As a free society we can do what we want to do. As a youngster Cooksey said
that she did what she wanted to do, and that was get high everyday.
Originally, that's not all she wanted to do. She had wanted to be a jock
but eventually she got kicked off the team because she couldn't show up
straight for practice. "I thought that was terrible, but it was an
acceptable loss for me. I didn't like losing that uniform - but I didn't
want to stay straight everyday. I thought that was a ludicrous idea."
Who is an addict? Do they all come from trailer parks? No, said Cooksey,
they come from all walks of life: a 40-year-old lawyer, a 15-year-old kid
in school, a 50-year-old airline pilot. "How do you like getting on the
plane thinking that your pilot just smoked crack in the washroom."
"It can happen to anybody," said Cooksey, predicting that of all the
students in the Selkirk gym, it was a given that someone in the room would
be in rehab before they were 20. "I don't know who it will be. If you look
around, you may know who it may be, and if you think it might be you, make
some choices."
Most people use drugs to have fun and get high, not to become addicts. Not
many people want to lose all their teeth, not have any belongings and shoot
dope everyday. "Not many people think that's what their choice is going to
be, but people end up there." People that want to use will continue to use.

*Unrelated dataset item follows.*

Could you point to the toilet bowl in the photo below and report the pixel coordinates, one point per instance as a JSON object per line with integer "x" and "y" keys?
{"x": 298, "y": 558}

Cooksey said she wanted to use for a long time, not realizing that if she
wanted to stop that she couldn't. "I thought I had that choice."
Try a little experiment Cooksey suggested. Pick something you like to do -
smoke cigarettes, drink coffee, then stop doing it. "That's just a minor
taste of trying to quite drugs once you are addicted to them - it's tough
to be off something that you're used to doing all the time."
You don't have to live your life as a nun, you don't have to live with pain
and depression, said Cooksey. But you do have to think through your choices
of what you are going to do.
"You can accommodate what you want in your life. You can accommodate
alcohol, pot, any other drug you want but you also have to accommodate the
consequences of that."
A lot of people do use drugs socially and they are ok with it. "But you
don't know that you're one of them," said Cooksey. And for all her years as
both an addict and a counsellor, she can't predict who will become an addict.
"It's totally a crap shoot. It can happen to anyone."
Why does someone become an addict? "It doesn't matter why, all that really
matters what you do about once it happens."
When you ask an addict their drug of choice, you know what they are going
to say? More.
"Drug of choice is a fallacy. Once you become addicted you don't make
choices. It's just about using."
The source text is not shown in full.